Ironia suprema, ella si autoconvince di essere approdata, sia pure dopo molte prove, a una sorta di olimpica saggezza (una reminiscenza della "saggezza" di Zeno Cosini ne «La coscienza di Zeno» di Italo Svevo?); mentre della vera saggezza non è che una pietosa contraffazione, l'estremo inganno ordito ai danni di se stessa.
Ecco il suo testamento  spirituale, alla fine del romanzo (da: Marise Ferro, «Irene muore», Milano, Rizzoli, 1974, pp. 171-72):

«Libertà, salute, la saggezza elementare, quella che rinnega le complicazioni, le storture, i tormenti, le malattie dell'anima, la paura del tempo e della vita. La saggezza che io non avevo avuta, ma che da ora in poi potevo avere, se il mio organismo rimaneva integro. Avevo ricacciato tutto ciò che poteva recarmi tormento, avevo rinnegato impegni morali, doveri, responsabilità- estranea ero vissuta a tutto ciò che avveniva nel mondo, ancora più estranea sarei diventata, adesso che mi ero scelta un rifugio dove mi sarebbero giunte solamente le voci che volevo accettare. La società mutava, la violenza era ancora nel mondo, alla violenza partecipavano lo sapevo, soprattutto i giovani, i quali avevano dimenticato la favola dell'infanzia per intridersi in una realtà di cui non vedevano i baleni e gli agguati.  Non mi interessava né il mutamento della società né la violenza né il divenire oscuro di gente che mi sarebbe sopravvissuta. Io ero finita, io desideravo soltanto finire tranquilla, senza fragore, senza dramma. Morire adagio, giorno per giorno, con dignità - bon-ton, avrebbe detto la nonna - poiché potevo ancora chinarmi a fiutare il profumo di una rosa, guardare mutare i colori del mare, aspettare quel palpito che dura un attimo, la sera, quando il sole cala dietro Cap Martin spandendo intorno la certezza che nella natura c'è ancora il prodigio..

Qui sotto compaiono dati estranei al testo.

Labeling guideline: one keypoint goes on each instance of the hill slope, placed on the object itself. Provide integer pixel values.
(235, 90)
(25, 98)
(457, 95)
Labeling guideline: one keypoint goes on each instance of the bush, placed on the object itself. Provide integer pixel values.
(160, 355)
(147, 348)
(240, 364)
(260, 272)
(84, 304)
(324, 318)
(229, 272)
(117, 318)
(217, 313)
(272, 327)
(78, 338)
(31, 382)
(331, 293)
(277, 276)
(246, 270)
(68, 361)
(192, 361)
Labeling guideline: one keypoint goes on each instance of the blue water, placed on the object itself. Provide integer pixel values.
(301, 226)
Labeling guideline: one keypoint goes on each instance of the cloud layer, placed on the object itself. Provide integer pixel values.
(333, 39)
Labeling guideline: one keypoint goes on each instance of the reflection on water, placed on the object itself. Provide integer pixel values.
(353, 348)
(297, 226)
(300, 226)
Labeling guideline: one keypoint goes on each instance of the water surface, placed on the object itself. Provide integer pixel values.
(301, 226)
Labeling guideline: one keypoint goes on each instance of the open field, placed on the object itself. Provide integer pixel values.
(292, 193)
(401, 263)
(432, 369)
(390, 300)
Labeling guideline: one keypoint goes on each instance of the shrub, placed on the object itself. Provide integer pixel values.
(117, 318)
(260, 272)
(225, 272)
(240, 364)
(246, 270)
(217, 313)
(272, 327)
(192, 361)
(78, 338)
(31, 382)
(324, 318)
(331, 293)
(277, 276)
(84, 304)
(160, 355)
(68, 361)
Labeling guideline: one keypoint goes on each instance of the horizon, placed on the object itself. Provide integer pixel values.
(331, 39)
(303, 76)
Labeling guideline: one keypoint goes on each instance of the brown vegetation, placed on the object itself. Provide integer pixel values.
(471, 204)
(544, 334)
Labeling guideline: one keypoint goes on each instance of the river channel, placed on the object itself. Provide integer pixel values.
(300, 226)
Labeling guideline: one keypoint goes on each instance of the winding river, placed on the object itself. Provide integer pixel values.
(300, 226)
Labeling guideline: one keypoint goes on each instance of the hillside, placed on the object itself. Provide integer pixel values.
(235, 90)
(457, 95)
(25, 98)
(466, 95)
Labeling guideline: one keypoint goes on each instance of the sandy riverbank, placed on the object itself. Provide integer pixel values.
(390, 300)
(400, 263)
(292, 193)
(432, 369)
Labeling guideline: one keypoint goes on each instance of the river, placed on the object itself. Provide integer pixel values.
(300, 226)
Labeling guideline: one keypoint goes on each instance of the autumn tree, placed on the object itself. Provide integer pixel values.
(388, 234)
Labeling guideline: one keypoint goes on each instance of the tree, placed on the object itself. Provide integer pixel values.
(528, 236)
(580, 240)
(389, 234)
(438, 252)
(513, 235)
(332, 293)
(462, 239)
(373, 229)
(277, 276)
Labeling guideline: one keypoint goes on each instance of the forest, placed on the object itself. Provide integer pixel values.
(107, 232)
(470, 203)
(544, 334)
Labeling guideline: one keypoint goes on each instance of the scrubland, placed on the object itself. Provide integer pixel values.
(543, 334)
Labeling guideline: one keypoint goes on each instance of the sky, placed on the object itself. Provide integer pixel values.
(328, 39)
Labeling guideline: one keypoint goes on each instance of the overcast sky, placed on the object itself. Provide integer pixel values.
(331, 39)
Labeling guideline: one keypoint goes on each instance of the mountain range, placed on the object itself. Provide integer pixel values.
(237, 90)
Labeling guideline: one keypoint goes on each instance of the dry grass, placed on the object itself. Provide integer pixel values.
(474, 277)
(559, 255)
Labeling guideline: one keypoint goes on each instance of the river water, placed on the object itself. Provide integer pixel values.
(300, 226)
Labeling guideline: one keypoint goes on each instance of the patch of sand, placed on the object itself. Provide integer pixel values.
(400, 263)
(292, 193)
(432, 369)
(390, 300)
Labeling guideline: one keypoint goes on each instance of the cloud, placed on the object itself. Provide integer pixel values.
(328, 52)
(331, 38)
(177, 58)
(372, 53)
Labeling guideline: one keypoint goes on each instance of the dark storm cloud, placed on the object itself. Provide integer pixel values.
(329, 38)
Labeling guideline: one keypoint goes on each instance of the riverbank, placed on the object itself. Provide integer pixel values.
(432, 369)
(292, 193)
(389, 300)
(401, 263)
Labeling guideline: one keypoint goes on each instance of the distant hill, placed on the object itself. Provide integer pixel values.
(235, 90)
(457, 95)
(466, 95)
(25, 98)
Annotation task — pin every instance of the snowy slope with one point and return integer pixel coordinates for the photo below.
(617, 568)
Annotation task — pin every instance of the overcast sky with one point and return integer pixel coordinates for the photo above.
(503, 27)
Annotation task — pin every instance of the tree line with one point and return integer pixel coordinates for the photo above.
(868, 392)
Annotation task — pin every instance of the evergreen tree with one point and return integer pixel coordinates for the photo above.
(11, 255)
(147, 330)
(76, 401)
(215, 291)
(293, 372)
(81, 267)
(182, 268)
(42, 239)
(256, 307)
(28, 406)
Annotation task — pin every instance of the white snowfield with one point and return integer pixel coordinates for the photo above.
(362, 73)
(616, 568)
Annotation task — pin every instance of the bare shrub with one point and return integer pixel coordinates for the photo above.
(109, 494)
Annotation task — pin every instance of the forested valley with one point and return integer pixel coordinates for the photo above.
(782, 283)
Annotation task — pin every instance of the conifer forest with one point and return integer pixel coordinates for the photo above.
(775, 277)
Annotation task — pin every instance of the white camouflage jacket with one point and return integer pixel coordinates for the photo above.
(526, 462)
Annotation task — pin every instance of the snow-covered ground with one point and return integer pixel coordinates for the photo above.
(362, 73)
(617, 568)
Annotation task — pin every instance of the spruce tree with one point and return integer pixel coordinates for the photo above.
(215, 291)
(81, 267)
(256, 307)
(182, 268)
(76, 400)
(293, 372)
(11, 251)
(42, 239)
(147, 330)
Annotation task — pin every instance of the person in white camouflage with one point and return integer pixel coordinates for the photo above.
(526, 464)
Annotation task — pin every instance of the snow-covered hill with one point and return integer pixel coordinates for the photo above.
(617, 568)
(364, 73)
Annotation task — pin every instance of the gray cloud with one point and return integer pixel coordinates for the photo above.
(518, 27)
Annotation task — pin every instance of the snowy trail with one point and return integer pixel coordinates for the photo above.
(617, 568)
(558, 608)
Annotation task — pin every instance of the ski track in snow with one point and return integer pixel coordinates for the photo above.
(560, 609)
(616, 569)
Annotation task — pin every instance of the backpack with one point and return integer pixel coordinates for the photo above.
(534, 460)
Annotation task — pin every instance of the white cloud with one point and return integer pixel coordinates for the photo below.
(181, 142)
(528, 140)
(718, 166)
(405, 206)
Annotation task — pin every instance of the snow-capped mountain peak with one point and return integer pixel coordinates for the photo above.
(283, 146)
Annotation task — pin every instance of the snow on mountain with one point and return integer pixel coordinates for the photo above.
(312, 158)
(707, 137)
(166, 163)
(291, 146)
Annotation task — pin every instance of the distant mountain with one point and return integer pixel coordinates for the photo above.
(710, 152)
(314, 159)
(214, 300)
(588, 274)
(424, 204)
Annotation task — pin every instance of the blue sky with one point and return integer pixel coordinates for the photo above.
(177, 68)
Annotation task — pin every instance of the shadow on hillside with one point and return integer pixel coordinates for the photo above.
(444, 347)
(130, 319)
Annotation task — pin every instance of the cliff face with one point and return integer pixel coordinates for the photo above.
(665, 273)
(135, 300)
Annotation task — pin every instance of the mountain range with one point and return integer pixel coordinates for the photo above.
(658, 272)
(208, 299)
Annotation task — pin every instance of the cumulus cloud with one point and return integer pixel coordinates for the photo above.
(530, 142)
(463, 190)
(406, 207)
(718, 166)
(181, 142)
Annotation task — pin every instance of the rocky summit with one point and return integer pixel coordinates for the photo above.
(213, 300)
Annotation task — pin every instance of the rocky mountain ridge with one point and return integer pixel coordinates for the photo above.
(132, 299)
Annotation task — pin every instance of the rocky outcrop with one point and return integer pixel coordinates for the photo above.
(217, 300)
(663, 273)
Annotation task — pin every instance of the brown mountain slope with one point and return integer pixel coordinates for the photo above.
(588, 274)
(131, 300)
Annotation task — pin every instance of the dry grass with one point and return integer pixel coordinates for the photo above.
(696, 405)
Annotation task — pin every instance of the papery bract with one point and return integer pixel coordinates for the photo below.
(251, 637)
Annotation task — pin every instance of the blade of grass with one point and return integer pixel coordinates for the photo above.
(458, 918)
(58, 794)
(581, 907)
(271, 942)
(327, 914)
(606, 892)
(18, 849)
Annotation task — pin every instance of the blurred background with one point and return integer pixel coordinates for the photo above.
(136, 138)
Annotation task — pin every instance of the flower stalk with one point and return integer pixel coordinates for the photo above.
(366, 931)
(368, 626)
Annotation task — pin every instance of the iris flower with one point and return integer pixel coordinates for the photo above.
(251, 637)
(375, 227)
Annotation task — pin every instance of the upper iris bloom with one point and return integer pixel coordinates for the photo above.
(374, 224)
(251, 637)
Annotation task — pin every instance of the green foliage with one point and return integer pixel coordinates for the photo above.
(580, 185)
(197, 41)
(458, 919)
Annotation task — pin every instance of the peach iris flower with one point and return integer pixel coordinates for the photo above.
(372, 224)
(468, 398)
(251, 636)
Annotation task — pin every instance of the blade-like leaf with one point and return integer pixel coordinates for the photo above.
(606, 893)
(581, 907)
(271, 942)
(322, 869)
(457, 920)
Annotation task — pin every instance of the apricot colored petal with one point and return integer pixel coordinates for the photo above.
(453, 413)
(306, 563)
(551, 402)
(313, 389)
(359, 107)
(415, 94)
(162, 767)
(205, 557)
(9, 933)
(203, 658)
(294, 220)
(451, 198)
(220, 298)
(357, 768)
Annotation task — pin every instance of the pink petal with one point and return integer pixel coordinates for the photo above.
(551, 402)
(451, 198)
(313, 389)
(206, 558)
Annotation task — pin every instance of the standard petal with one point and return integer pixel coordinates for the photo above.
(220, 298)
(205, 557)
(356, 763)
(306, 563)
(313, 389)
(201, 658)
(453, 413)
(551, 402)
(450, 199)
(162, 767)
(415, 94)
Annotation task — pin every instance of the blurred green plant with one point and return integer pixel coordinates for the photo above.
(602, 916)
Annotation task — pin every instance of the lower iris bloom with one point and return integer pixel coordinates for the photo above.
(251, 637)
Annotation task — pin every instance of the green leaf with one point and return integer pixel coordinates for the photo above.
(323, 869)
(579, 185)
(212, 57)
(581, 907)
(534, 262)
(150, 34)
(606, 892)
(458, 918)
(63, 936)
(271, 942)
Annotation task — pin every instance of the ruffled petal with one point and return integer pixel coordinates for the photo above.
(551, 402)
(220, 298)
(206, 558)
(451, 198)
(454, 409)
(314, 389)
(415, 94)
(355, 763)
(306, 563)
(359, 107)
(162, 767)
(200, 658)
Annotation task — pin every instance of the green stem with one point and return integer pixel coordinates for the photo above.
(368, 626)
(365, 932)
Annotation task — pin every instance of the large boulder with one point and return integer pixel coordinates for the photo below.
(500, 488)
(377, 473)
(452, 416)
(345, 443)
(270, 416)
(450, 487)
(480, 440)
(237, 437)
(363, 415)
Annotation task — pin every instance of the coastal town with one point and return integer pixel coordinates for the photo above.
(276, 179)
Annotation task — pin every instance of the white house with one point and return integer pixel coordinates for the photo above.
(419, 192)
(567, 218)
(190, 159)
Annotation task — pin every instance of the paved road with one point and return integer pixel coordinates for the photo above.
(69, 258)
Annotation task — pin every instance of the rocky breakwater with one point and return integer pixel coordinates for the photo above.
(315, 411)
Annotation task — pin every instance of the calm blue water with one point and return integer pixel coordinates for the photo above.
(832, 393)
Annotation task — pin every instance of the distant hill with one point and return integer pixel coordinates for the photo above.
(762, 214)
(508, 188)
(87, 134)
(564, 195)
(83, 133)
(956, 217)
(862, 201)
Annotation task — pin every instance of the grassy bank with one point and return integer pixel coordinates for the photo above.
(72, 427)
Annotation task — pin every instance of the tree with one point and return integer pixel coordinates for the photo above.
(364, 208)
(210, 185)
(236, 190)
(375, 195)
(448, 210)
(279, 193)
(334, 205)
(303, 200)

Avevo abolito il passato. Il presente non aveva peso, lo avevo prestabilito in maniera quasi pedantesca per evitarmi ogni fastidio materiale. Non volevo più leggere i giornali, avevo regalato la televisione. Potevo dire che ero una penitente laica, la quale si era scelta un convento pieno di comodità e di lussi per finire, come un tempo le grandi dame del Seicento, una vita che non era stata esemplare.
Ebbi, però, un ultimo pensiero pratico: feci testamento, lasciai tutto quanto possedevo al figlio di Ugo. Ed ebbi una sola ultima volontà: "Voglio essere sepolta in piena terra e che sulla mia tomba non sia scritto neppure il mio nome".

È triste pensare che esistono persone, uomini e donne, che arrivano a questa forma di suicidio spirituale.
In genere vi arrivano gradualmente, a forza di piccole e grandi viltà verso se stesse; al punto che, quando si rendono conto di avere imboccato un vicolo cieco, non hanno più la forza di riprendersi la propria vita e preferiscono lasciarsi andare, magari teorizzando balorde filosofie del distacco, dell'atarassia e della saggezza.
Nessuno può essere del tutto certo di non imboccare, prima o poi, un tale vicolo cieco, se non è riuscito a scoprire e a coltivare, quando ancora le sue forze spirituali sono, se non integre, almeno bastanti, l'amore per la vita: che è fatto di stupore quotidiano, di apertura, di disponibilità a mettersi in gioco, per quanto i rischi dell'esistenza ci possano spaventare e per quanto possiamo temere di restare delusi, sia dagli altri che da noi stessi.